Fred Schneider and others looked at synthetic ways of "diversifying" programs, so that a single piece of code could be used to create the versions: this method automatically generates a bunch of different versions from one source file, with the same input/output behavior. You get N versions too, often find that concurrency problems won't manifest in the identical way across the replicas, and they also are less prone to security compromises!
Dawson Engler pioneered automated tools for finding bugs and even for inferring specifications. His debugging tools are amazing, and with them, bug-free code is an actual possibility.
Servers just shouldn't fail in weird, arbitrary ways anymore. There is lots of stuff to worry about, but Byzantine compromise of a set of servers shouldn't be high on the radar.
Moreover, with strong cloud firewalls, Intel SGX, and layers and layers of monitoring, I would bet that the percentage of compromises that manage to take control of between and N/2-1 replicas (but not more), or. even of attacks that look Byzantine is even lower.
But what we do see (including Reed's 2007 study), are correct services that come under attack from some form of malicious client. For an attacker, it is far easier to hijack a client application than to penetrate a server, so clients that try to use their legitimate connectivity to the server for evil ends are a genuine threat. In fact with open source, many attackers just get the client source code, hack it, then run the compromised code. Clients that simply send bad data without meaning to are a problem too.
The client is usually the evil-doer. Yet the Byzantine model blames the server, and ignore the clients.
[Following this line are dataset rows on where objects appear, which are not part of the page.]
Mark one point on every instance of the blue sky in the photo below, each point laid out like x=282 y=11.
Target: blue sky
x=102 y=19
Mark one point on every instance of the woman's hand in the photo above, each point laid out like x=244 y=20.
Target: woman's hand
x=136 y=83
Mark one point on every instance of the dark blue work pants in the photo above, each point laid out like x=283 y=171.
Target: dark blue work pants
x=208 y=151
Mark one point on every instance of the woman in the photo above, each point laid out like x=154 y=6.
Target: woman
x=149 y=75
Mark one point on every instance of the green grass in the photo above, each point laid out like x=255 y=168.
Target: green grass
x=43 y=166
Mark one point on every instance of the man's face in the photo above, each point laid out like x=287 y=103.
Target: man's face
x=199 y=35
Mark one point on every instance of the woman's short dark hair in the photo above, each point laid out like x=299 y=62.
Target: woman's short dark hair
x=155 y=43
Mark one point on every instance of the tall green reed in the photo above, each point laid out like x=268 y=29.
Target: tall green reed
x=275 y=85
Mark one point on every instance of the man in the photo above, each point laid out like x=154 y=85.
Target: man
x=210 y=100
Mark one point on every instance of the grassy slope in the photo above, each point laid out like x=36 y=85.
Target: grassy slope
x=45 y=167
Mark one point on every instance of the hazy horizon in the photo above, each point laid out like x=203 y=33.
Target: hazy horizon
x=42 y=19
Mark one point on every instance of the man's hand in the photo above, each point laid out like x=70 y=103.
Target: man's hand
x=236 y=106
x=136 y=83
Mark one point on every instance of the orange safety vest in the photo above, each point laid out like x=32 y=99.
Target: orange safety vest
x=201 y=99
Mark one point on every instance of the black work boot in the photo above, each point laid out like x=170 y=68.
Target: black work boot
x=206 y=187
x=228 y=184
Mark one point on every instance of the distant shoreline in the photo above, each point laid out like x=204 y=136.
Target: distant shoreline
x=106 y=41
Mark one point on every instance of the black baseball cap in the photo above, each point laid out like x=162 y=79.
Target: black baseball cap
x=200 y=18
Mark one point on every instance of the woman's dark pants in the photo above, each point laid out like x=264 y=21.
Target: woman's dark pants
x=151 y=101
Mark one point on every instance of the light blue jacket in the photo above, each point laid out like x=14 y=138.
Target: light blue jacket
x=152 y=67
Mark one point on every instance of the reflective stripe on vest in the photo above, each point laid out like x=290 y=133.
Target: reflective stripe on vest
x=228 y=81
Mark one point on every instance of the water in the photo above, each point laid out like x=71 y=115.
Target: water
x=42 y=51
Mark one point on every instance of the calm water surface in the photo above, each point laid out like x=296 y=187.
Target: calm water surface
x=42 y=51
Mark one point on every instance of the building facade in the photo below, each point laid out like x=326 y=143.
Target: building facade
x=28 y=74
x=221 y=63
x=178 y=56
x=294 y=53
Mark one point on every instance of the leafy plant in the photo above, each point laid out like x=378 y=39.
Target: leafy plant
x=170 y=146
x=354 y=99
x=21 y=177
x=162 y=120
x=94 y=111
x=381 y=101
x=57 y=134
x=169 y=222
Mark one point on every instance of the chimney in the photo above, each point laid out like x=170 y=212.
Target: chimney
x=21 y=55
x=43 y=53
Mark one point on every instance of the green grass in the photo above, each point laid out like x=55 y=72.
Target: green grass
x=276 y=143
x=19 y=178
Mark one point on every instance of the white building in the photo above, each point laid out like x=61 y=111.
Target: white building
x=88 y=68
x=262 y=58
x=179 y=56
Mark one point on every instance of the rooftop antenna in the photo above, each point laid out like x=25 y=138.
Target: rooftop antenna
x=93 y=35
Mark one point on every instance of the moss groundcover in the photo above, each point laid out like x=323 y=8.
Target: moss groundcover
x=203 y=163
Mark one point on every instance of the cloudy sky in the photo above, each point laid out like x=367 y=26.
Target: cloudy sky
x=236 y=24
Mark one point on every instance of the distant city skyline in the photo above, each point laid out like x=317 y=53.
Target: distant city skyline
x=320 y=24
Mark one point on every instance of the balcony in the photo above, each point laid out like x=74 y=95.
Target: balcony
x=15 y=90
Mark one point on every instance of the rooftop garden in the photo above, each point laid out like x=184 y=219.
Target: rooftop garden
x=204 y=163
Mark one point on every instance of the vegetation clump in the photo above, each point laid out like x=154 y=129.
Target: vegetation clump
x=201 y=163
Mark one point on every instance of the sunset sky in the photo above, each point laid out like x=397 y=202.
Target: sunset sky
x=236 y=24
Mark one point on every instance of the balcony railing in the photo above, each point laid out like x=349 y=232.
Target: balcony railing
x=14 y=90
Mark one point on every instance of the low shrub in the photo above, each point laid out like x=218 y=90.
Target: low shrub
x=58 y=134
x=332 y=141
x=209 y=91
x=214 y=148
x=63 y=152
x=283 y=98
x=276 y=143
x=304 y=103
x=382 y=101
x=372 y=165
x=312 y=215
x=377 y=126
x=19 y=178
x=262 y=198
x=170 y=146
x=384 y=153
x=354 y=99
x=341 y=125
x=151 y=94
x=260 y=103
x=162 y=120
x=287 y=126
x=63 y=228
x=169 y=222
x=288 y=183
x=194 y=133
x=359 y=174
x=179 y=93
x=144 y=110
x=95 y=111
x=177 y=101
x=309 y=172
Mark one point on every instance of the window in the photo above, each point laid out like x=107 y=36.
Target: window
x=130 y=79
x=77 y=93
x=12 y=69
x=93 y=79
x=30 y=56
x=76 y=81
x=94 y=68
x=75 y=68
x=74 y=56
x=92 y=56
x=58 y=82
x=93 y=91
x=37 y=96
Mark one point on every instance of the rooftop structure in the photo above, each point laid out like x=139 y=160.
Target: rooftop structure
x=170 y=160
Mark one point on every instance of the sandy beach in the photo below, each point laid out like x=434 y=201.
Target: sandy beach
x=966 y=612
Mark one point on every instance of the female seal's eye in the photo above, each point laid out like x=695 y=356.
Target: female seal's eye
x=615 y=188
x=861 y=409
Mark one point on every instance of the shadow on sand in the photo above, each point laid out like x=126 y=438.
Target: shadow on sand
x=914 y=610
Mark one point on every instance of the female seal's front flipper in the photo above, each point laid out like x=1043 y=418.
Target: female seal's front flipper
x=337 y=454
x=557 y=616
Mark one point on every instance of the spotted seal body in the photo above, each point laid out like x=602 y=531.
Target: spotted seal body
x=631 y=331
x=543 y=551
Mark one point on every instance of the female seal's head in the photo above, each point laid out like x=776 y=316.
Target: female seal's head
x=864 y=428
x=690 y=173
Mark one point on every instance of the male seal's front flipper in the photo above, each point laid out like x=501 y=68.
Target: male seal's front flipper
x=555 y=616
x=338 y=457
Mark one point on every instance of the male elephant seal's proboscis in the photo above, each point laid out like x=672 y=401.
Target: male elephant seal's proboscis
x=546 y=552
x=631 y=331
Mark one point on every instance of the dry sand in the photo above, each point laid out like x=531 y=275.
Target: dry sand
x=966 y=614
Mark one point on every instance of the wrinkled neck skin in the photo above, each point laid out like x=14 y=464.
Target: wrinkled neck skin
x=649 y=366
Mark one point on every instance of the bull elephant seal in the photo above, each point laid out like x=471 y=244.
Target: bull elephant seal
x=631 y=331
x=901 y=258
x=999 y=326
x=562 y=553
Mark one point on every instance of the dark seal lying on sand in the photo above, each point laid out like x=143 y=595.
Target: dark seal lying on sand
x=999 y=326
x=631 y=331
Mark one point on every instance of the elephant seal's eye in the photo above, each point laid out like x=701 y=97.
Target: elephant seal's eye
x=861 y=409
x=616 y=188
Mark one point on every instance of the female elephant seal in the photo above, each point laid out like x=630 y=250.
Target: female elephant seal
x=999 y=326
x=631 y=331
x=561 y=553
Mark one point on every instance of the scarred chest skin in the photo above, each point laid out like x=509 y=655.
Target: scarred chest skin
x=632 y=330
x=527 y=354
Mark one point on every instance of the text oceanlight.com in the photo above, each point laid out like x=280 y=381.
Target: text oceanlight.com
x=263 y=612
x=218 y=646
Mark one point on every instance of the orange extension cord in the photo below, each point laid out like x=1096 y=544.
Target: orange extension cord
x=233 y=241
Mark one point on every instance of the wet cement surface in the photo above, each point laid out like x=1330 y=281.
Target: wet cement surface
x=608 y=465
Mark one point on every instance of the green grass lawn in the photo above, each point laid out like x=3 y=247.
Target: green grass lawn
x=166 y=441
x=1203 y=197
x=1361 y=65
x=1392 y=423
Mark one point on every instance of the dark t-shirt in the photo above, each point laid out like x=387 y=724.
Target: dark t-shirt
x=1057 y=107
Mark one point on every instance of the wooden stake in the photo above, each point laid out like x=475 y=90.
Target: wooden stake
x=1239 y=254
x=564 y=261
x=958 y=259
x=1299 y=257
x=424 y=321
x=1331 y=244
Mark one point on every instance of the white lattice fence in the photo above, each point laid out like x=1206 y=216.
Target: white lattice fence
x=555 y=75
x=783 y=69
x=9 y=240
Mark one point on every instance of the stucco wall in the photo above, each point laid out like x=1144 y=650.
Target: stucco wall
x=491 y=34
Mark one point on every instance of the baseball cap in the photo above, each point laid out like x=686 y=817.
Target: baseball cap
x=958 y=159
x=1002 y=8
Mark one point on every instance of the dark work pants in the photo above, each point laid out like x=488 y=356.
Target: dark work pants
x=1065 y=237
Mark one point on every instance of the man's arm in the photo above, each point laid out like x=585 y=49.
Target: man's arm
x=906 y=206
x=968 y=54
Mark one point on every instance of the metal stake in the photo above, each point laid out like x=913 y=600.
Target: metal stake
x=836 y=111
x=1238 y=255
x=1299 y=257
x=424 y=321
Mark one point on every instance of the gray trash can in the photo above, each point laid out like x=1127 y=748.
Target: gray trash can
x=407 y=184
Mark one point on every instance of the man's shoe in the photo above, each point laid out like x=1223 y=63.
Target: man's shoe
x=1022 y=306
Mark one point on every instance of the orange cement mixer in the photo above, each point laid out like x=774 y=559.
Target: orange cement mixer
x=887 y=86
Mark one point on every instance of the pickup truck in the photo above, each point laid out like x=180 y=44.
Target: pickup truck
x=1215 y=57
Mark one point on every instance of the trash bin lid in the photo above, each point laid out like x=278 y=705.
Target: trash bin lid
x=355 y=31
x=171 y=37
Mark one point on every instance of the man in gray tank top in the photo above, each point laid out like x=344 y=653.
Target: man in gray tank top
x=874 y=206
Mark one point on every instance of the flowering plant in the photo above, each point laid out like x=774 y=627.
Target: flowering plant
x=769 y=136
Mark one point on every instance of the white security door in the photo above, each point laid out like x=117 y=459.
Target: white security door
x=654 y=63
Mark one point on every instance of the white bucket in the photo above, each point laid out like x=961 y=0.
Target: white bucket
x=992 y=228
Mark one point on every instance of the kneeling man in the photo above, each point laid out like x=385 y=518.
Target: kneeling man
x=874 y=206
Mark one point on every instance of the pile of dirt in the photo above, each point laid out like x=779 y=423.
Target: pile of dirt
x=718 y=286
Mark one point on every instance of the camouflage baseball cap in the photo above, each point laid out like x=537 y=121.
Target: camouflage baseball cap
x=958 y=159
It seems to me that much more could be done to characterize the class of client attacks that a robust service could potentially repel. Options include monitoring client behavior and blacklisting any clients that are clearly malfunctioning, capturing data redundantly and somehow comparing values, so that a deliberately incorrect input can be flagged as suspicious or even suppressed entirely (obviously, this can only be done rarely, and for extreme situations), or filtering client input to protect against really odd data. Gun Sirer and Fred Schneider once showed that a client could even include a cryptographic proof that input strings really came from what the client typed, without tampering.
Manuel Costa and Miguel Castro came up with a great system they called Vigilante, a few years ago. If a server was compromised by bad client input, it detected the attack, isolated the cause and spread the word instantly. Other servers could then adjust their firewalls to protect themselves, dynamically. This is the sort of thing we need.
So here's the real puzzle. If your bank plans to move my accounts to a block chain, I'm ok with that, but don't assume that BFT on the block chain secures the solutions. You need to also come up without a way to protect the server against buggy clients, compromised clients, and clients that just upload bad data. The "bad dudes" are out there, not inside the data center. Develop a plan to to keep them there!